Testing

The process for testing the system has so far been a very rigorous process which as the term has gone by has gotten more automated but initially a lot of hand checking, and data scraping was required to collect the information that was needed. To start the project, I first collected six months of historical market data and the corresponding tweets from President Donald J Trump for that time frame. The six months of historical tweet data and market data were then loaded into the Data Frame. I then also pulled the news headlines for the last six months and stored those into the Data Frame. At this point I needed to test and see if the hypothesis about tweet volume and sentiment correlating to the S&P 500 price, volume and volatility held any validity before moving forward.

By using NLTK’s Vader plugin which is a package that can be added on to python and stands for the Valence Aware Dictionary and Sentiment Reasoner. This tool is specifically for use with sentiment in social media post. The way that Vader works is that it uses a dictionary which maps features of the word to intensities scores. These emotion intensity scores are on a scale from -4 to +4 with -4 being the most negative and +4 being the most positive and 0 being neutral. These scores were assigned by people using Amazon Mechanical Turk and end up forming the scoring lexicon.

Since Vader takes into account objects such as punctuation, hashtags, mentions, emojis, and URLs the tweets did not have to be cleaned from their input form. A custom lexicon was also loaded into Vader for use for analysis and this lexicon is one I created over three years of research and is financial based terms and their positive and negative sentiment values. Using the two lexicons the tweets were scored and then sorted into data frames depending if they contained words that were found in the news articles.

The data was then exported along with the Stock Data and was loaded into Tableau for manipulation and graphing and for validating the hypothesis. By looking at days that had varying tweet volume a few hand pick days were chosen, and the data was then closely investigated. The tweets sentiment score was checked to see if the score made sense with the context of the tweet and the list of filtered tweets that were filtered based of the list of the top words found in news headlines was compared to all the tweets to made sure relevant tweets were pulled and that there weren’t any tweets that didn’t belong after that the data was graphed so that we could draw conclusions.

The next steps for testing now that the hypothesis has be tested and verified are a little different but still flow along in the same mentality. Six months of historical market data and the corresponding tweets from President Donald J Trump for that time frame and news headlines for the last six months will be stored into the Data Frame. The tweets will be sorted based on the news headlines and sentiment will be determined for the tweets using both the Custom Vader lexicon and NLTKs built-in Vader Lexicon. The data will then be hand tagged for instances for when we determined that there was a correlation between the tweet volume and sentiment and the volume and price changes of the index and the calculated implied volatility. The data will be merged into a data frame and exported as a csv to go to the predictive engine. This data set will make up the training data set for the machine learning algorithm

Six additional months of historical market data and the corresponding tweets from President Donald J Trump for that time frame and news headlines for the last six additional months will be stored into the Data Frame. The tweets will be sorted based on the news headlines and sentiment will be determined for the tweets using both the Custom Vader lexicon and NLTKs built-in Vader Lexicon. The data will be merged into a data frame and exported as a csv to go to the predictive engine. This data set will make up the testing data set for the machine learning algorithm after the system has been trained.

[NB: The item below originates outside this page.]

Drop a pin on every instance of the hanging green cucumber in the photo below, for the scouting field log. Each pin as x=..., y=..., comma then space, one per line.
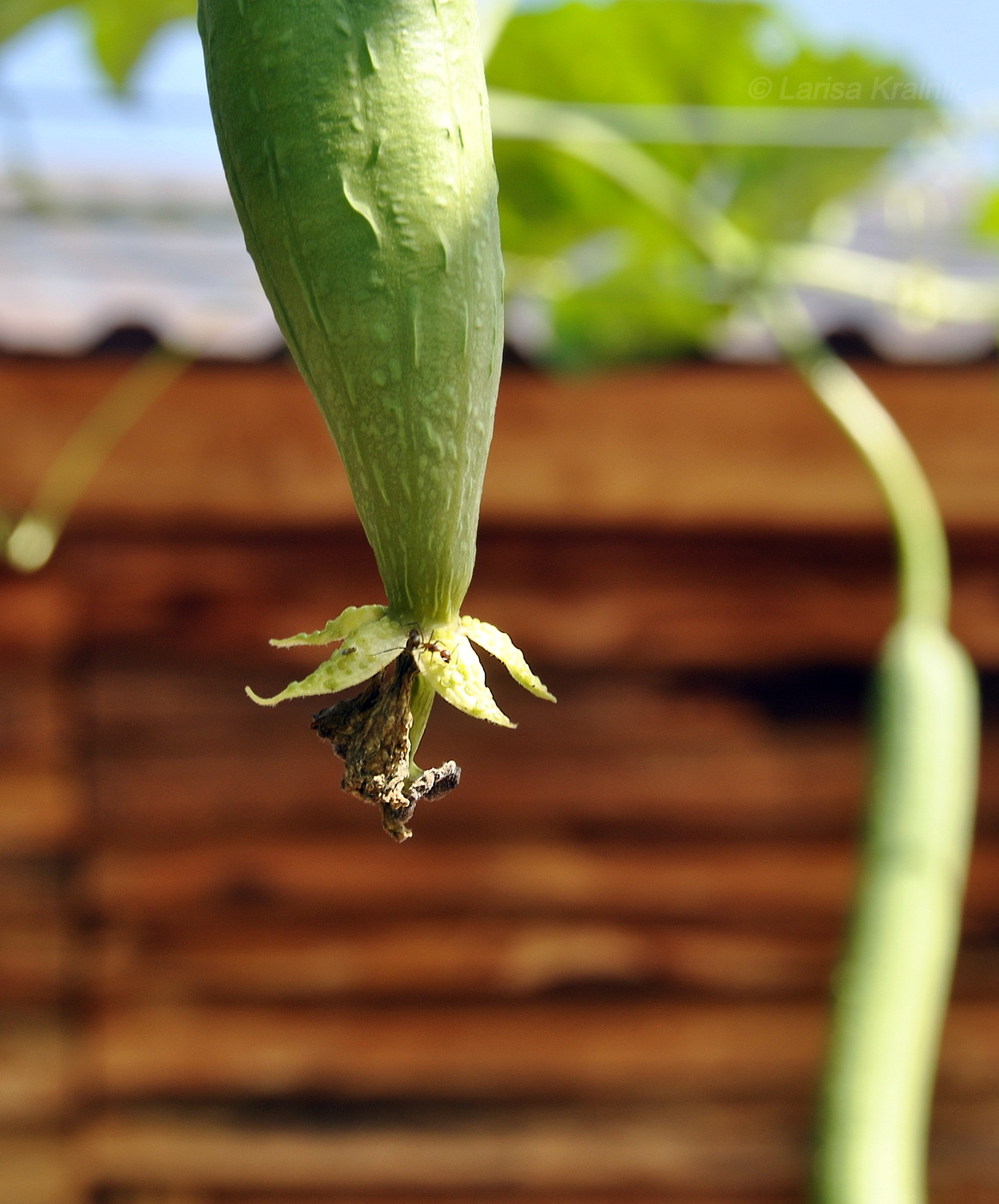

The predictive engine system with the use of machine learning will determine when there is a correlation between the tweet volume and sentiment and the volume and price changes of the index and the calculated implied volatility. This will happen after the machine learning model has been verified and trained and tested with the two data sets mentioned above.

Using the six months of historical data that was hand sorted and pre tagged for correlation between the tweet volume and sentiment and the volume and price changes of the index and the calculated implied volatility, the machine learning system will be trained. The machine learning algorithm will also predict the Implied Volatility for the 6 months’ worth of data. This data will then be compared to see if the training of the system was successful. If it is the next step is to load in the six additional months of historical data into the machine learning system.

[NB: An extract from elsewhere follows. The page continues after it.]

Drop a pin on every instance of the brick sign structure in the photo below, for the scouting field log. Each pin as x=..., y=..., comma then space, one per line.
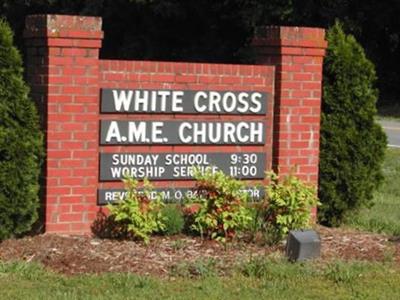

Using the testing data set we will have the machine learning system predict the implied volatility for each time period and compare that to the calculated historical volatility for that time period to see if the model was trained correctly. Once those test are completed the training data will be compared to the testing data. If there is a significant correlation between the testing data and training data, the machine learning algorithm will then start predicting volatility in real time otherwise the system will be continued to be trained until the results are satisfactory.

Once we move into real time prediction tweets, news articles, and stock quotes will be pulled into the system in real time and feed into the predictive engine with the results being graphed in Tableau in real time. Since the Tweets are constantly being curated and the list of current events is constantly being updated the model will always be up to date with current events which will ensure only tweets with any significance are included. The machine learning systems will then be swapped out and the test run again for different machine learning systems with the best system being chosen in the end for the final product.